Juan José Millás: El mundo (Planeta 2007)

Juan José Millás: El mundo (Planeta 2007)

    TÍTULO
El mundo

    NOMBRE
Juan José Millás

    OTROS DATOS
Barcelona, 2007. 233 páginas. 21 €



Juan José Millás

Juan José Millás


Reseñas de libros/Ficción
Juan José Millás: El mundo (Planeta, 2007)
Por Justo Serna, sábado, 1 de diciembre de 2007
Juan José Millás es un novelista experimentado y un articulista eficaz y, en ocasiones, deslumbrante. La nueva novela de Tiene obra detrás y, desde luego, sus páginas no dejan indiferente. Ahora, con El mundo, ha escrito la novela de un individuo que se llama como él: alguien que narra en primera persona y con quien comparte numerosas vicisitudes y rasgos, hechos sospechosamente parecidos a los que le han ocurrido al novelista. ¿Es una autobiografía? ¿Es una ficción que aparenta ser verídica? En sus páginas se cuenta una infancia en Valencia y se relata la marcha a Madrid: la pérdida del paraíso original que, en las palabras del narrador, es un trasunto de la ciudad mediterránea. Se habla del frío; de la oscuridad de un tiempo de posguerra; de la vida callejera en la que el niño se las apaña; de la realidad gris, opaca, tras la que hay sorpresas; de la amistad y del amor, no correspondido; de las fantasías aventureras del infante, que no quiere renunciar a su necesidad, a su omnipotencia; del sentimiento de soledad y de desamparo, de esa muerte propia que ya llega, que siempre llega; y se habla, en fin, de la desaparición de los padres, el hecho atroz con el que hay que cargar: las cenizas de una incineración. Porque vivir es, en efecto, carbonizarse. Son asuntos que Millás ha tratado en sus obras e incluso en sus colaboraciones periodísticas que, cuando acierta, son auténticas epifanías.
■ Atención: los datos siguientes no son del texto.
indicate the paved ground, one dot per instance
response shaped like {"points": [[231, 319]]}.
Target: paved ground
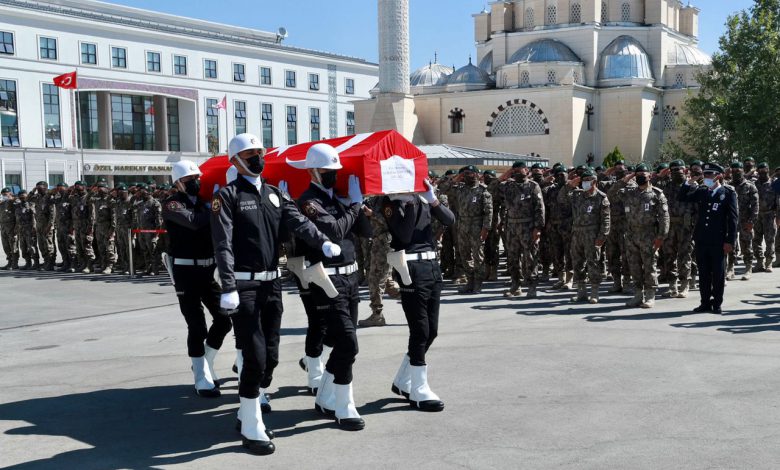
{"points": [[95, 375]]}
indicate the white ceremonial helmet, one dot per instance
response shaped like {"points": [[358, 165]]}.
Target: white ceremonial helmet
{"points": [[184, 168], [243, 142], [323, 156]]}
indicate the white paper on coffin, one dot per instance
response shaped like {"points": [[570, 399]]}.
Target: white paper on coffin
{"points": [[397, 175]]}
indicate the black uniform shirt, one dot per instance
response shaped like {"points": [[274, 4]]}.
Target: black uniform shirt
{"points": [[248, 228]]}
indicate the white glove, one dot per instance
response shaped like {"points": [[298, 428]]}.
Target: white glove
{"points": [[229, 301], [330, 249], [354, 190]]}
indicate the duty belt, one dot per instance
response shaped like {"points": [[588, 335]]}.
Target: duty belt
{"points": [[263, 276]]}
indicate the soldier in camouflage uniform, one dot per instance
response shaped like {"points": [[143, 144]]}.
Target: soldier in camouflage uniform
{"points": [[65, 236], [474, 207], [766, 227], [8, 231], [524, 225], [647, 226], [25, 226], [590, 227], [747, 197], [678, 246]]}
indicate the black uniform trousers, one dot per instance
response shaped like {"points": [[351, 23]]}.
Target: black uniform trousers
{"points": [[712, 273], [420, 302], [340, 316], [196, 287], [257, 327]]}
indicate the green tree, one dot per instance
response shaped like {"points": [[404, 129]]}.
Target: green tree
{"points": [[737, 110]]}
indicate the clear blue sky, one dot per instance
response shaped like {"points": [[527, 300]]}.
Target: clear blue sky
{"points": [[350, 26]]}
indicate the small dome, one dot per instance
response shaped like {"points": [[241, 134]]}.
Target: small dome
{"points": [[469, 75], [683, 54], [625, 58], [544, 50], [431, 74]]}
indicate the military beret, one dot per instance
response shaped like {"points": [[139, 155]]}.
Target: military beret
{"points": [[712, 168]]}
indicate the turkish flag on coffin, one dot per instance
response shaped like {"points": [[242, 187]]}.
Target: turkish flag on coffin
{"points": [[385, 162]]}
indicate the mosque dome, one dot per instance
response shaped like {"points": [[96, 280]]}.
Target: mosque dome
{"points": [[625, 59], [544, 50]]}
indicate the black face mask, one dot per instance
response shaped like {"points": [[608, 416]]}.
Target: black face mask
{"points": [[328, 179], [192, 187]]}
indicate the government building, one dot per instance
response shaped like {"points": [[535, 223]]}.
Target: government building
{"points": [[566, 80], [151, 90]]}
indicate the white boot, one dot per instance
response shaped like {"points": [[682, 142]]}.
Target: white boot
{"points": [[403, 379], [211, 353], [347, 416], [421, 396], [253, 432], [325, 402], [204, 384]]}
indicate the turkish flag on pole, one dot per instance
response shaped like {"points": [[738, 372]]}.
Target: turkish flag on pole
{"points": [[68, 81]]}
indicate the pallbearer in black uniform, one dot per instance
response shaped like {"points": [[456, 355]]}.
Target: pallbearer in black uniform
{"points": [[418, 273], [715, 233], [341, 222], [191, 263], [249, 221]]}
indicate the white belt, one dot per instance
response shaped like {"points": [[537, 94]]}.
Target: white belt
{"points": [[261, 276], [341, 270], [193, 262], [426, 255]]}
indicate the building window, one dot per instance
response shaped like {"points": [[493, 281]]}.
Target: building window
{"points": [[456, 121], [174, 140], [314, 124], [9, 121], [239, 73], [576, 13], [153, 62], [6, 43], [529, 18], [48, 48], [268, 125], [212, 126], [88, 120], [314, 82], [209, 68], [51, 116], [552, 14], [239, 113], [88, 53], [289, 78], [132, 122], [292, 125], [519, 120], [179, 65], [265, 75], [350, 123]]}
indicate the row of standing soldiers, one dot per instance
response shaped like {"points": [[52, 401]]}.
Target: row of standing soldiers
{"points": [[93, 228]]}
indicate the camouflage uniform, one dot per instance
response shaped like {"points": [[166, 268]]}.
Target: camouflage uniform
{"points": [[647, 219], [525, 213]]}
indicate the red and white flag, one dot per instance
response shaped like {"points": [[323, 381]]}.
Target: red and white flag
{"points": [[68, 81]]}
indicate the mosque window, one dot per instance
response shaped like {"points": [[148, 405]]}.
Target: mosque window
{"points": [[529, 18], [576, 13], [519, 120], [552, 14]]}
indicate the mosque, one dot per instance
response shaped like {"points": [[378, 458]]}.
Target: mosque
{"points": [[567, 80]]}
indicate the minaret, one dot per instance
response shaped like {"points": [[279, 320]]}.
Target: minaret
{"points": [[394, 107]]}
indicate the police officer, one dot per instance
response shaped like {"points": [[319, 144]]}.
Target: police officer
{"points": [[409, 218], [249, 219], [191, 261], [715, 233], [340, 223]]}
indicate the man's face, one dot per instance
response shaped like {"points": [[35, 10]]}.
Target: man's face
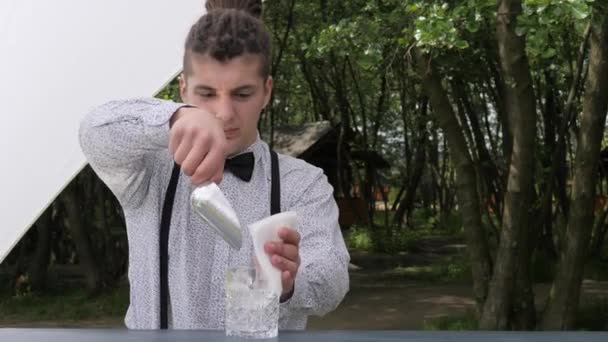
{"points": [[233, 91]]}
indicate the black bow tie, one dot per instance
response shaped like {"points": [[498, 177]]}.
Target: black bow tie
{"points": [[241, 166]]}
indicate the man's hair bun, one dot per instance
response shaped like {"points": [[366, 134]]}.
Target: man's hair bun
{"points": [[253, 7]]}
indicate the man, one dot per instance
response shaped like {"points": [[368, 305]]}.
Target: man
{"points": [[132, 145]]}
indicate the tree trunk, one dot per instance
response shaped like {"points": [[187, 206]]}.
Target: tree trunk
{"points": [[86, 257], [466, 179], [40, 262], [520, 104], [407, 203], [564, 298]]}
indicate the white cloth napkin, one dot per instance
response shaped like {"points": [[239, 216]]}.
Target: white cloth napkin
{"points": [[263, 231]]}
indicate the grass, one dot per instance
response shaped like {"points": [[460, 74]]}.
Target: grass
{"points": [[590, 317], [72, 305], [456, 269], [467, 321]]}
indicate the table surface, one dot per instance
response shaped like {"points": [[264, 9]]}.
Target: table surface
{"points": [[116, 335]]}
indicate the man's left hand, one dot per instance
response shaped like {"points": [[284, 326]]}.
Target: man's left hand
{"points": [[285, 256]]}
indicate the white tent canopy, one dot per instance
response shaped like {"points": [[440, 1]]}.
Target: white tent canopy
{"points": [[57, 60]]}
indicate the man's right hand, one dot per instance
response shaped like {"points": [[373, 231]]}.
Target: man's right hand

Empecemos por algo aparentemente trivial. El mundo es una realidad que se nos viene encima cuando nacemos: todo un conjunto de objetos, de personas, de relaciones, de reglas y, especialmente, de significados que ignoramos. Al niño, todo le resulta extraño, incluso hostil, inexplicable: un repertorio de cosas simplemente amenazantes, un elenco de personajes en principio indescifrables. Todo ello habrá de ser objeto de aprendizaje: de largo, cansado, feliz o doloroso aprendizaje. Ese muchachito que irrumpe en el mundo no se percibe bien y, durante un tiempo, carece de identidad y de la noción misma de lo que sea la identidad. No distingue bien lo que es material o inmaterial, lo que es propio o ajeno, lo que es próximo o lejano, lo que es el amor y el odio, lo que es el entorno y el yo. De entrada, ni siquiera se observa como un yo: confunde su materialidad con el volumen mismo del mundo. El aprendizaje será un dilatado camino de frustraciones: el reconocimiento de lo que le separa del entorno y de los otros, la independencia de los demás. No somos el centro del universo y los restantes no giran alrededor nuestro. 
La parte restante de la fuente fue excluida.